Nearly all the officers were killed, but Washington managed to cover the retreat of the British, and their wounded general was picked up and borne off the battlefield of the Monongahela. Braddock was now full of remorse for not following Washington's advice, and he died four days later, saying: "Who would have thought it? Who would have thought it? We shall better know how to deal with them another time."

Washington sadly buried the brave general in the Pennsylvania woods, making the army march over his grave, so that no trace of upturned soil should betray to the Indians his last resting place. Then the beaten and disheartened troops slowly made their way back, encouraged by Washington, who, going afoot, shared all their hardships, and relieved the weary men by loading their muskets and baggage upon his own horse.

The army marching westward from Albany had, in the meantime, paused discouraged at Oswego, while the one moving northward beat the French on the shores of a lake, which they called George, in honor of the victory won for their king (1755). The French officer Dieskau was captured there, and among the English dead was Ephraim Williams, who left his fortune to found the college in Massachusetts which bears his name.

Expulsion of the Arcadians


Fearing that the Acadian farmers, who still spoke French and loved their mother country, would turn against them, the British now tried to make the peasants take an oath of fidelity. When they refused, the men and boys were bidden to assemble, and then, after some delay, they and their families were sent on board British ships and taken away (1755). In the confusion several families were separated.
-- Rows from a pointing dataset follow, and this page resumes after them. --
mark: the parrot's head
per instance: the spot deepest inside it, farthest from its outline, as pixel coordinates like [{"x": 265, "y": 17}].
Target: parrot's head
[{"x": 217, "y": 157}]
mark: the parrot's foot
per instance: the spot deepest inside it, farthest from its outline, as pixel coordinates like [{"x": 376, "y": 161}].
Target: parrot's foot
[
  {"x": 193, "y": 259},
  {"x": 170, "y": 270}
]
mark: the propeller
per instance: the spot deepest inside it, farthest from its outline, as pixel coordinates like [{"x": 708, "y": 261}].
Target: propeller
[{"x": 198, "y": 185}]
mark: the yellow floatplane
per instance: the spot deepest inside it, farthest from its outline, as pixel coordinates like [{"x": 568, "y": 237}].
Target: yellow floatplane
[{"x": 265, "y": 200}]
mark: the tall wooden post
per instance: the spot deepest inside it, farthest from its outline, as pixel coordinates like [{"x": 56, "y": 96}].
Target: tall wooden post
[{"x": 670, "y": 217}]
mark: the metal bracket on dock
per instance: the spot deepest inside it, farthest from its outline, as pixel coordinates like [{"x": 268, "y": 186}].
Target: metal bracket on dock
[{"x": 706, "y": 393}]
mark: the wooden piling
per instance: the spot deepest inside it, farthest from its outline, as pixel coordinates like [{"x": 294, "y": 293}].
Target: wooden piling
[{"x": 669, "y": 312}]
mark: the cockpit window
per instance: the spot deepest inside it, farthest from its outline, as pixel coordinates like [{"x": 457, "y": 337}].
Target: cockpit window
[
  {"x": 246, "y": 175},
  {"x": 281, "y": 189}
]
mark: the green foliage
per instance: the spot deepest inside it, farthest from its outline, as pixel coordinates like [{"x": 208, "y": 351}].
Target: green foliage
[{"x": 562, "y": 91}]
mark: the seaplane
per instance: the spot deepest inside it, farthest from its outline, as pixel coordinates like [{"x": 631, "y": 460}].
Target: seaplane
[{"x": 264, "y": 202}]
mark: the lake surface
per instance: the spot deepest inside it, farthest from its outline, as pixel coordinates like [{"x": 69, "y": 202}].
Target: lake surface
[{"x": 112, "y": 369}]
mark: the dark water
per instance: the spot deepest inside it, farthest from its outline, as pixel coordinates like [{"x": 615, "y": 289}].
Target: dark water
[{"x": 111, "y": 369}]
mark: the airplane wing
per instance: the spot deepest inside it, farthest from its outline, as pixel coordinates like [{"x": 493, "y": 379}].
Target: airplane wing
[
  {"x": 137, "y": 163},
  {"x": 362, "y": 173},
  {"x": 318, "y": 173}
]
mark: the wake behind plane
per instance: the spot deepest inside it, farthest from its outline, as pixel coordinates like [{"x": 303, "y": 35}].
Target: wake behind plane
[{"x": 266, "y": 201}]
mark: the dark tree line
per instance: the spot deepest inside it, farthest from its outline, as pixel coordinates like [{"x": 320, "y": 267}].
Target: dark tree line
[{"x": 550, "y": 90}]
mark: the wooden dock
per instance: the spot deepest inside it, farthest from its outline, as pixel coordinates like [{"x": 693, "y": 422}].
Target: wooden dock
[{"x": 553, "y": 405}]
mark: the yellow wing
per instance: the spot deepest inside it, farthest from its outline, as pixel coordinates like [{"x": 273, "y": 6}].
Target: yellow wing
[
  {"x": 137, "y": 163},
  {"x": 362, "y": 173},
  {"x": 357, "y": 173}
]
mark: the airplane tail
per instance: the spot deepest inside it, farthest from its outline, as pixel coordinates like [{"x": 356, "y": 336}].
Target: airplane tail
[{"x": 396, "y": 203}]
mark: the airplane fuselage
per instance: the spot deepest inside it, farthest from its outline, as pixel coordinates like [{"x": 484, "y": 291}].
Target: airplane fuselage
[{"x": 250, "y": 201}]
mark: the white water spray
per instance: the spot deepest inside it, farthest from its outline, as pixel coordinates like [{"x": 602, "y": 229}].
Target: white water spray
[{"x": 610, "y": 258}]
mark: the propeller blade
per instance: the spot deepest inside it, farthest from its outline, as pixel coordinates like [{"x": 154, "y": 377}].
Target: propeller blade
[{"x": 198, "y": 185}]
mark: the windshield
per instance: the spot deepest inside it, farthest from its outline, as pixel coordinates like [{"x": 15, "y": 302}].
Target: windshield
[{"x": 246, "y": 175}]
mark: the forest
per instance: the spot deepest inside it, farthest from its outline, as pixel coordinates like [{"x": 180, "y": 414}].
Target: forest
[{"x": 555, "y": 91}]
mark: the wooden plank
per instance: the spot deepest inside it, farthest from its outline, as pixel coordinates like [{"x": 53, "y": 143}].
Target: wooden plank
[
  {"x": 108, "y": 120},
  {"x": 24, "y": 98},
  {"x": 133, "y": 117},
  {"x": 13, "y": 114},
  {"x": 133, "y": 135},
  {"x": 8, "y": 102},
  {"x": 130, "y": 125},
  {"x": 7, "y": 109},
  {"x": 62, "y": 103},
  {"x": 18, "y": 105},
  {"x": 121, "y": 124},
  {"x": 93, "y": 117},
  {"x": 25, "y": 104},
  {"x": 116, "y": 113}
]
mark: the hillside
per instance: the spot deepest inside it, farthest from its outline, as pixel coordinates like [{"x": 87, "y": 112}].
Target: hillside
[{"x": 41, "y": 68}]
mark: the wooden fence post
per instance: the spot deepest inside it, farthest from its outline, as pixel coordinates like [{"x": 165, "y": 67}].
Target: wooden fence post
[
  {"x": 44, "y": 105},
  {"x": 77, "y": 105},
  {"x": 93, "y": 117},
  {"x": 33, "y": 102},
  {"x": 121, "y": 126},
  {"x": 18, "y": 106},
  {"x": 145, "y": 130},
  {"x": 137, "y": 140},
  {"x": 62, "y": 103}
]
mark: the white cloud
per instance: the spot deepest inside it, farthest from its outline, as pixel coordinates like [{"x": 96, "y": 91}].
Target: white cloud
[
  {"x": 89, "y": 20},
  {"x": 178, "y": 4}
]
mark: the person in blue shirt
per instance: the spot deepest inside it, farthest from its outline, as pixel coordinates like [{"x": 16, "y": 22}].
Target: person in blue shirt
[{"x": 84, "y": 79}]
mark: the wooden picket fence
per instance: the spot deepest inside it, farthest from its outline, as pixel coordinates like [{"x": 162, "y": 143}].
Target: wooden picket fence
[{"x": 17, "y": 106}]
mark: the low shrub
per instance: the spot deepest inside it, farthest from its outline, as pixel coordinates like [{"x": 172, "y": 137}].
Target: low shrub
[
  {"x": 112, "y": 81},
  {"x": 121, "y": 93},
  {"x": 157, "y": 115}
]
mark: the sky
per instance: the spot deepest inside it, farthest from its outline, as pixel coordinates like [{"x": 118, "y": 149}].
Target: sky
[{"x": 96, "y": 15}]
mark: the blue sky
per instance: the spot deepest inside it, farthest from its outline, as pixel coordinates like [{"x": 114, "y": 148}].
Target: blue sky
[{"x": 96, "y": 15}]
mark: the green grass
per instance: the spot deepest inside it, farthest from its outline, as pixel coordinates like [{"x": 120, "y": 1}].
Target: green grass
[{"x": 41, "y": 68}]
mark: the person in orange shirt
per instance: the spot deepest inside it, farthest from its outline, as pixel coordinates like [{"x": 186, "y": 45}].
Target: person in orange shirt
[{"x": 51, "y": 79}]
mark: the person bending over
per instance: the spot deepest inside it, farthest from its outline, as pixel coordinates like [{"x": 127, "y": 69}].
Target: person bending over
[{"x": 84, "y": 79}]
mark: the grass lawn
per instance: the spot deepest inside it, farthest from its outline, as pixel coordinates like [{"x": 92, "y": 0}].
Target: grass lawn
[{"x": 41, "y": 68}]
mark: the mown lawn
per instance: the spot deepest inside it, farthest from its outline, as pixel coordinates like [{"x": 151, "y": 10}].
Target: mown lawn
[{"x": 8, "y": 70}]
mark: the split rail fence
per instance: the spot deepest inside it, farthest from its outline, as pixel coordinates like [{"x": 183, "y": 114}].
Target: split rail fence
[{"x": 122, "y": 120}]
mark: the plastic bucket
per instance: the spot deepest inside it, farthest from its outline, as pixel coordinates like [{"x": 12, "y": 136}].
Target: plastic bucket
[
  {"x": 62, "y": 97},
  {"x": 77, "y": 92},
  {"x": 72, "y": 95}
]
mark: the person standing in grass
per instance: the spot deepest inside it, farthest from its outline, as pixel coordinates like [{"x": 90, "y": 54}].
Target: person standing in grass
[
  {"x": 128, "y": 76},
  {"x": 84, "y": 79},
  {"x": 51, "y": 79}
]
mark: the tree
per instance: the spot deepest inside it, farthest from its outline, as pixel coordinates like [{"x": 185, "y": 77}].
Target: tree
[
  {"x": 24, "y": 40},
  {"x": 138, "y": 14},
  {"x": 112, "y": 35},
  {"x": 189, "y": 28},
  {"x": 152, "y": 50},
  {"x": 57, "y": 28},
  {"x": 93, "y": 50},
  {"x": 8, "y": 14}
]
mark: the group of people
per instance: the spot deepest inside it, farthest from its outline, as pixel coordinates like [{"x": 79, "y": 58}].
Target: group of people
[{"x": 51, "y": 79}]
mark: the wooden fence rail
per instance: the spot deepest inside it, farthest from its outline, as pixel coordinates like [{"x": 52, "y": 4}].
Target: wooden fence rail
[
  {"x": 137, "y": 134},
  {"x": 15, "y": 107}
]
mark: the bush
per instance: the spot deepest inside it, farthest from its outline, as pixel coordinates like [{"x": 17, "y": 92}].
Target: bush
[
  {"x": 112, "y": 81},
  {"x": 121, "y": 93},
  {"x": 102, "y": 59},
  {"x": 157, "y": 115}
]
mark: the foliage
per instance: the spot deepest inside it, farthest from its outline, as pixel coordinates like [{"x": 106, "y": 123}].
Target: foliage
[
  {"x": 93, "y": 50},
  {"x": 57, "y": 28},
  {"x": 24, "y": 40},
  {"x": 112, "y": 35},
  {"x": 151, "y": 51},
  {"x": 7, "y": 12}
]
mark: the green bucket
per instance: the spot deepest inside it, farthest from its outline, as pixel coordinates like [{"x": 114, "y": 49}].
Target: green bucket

Thus ruthlessly torn from home, the Acadians were scattered throughout the colonies. Many made their way to Louisiana, so as to be still under French rule; others escaped into the woods; and a few spent long years vainly seeking those they loved. If you care to learn how one girl wandered thousands of miles in quest of her lover, you should read Longfellow's beautiful poem Evangeline.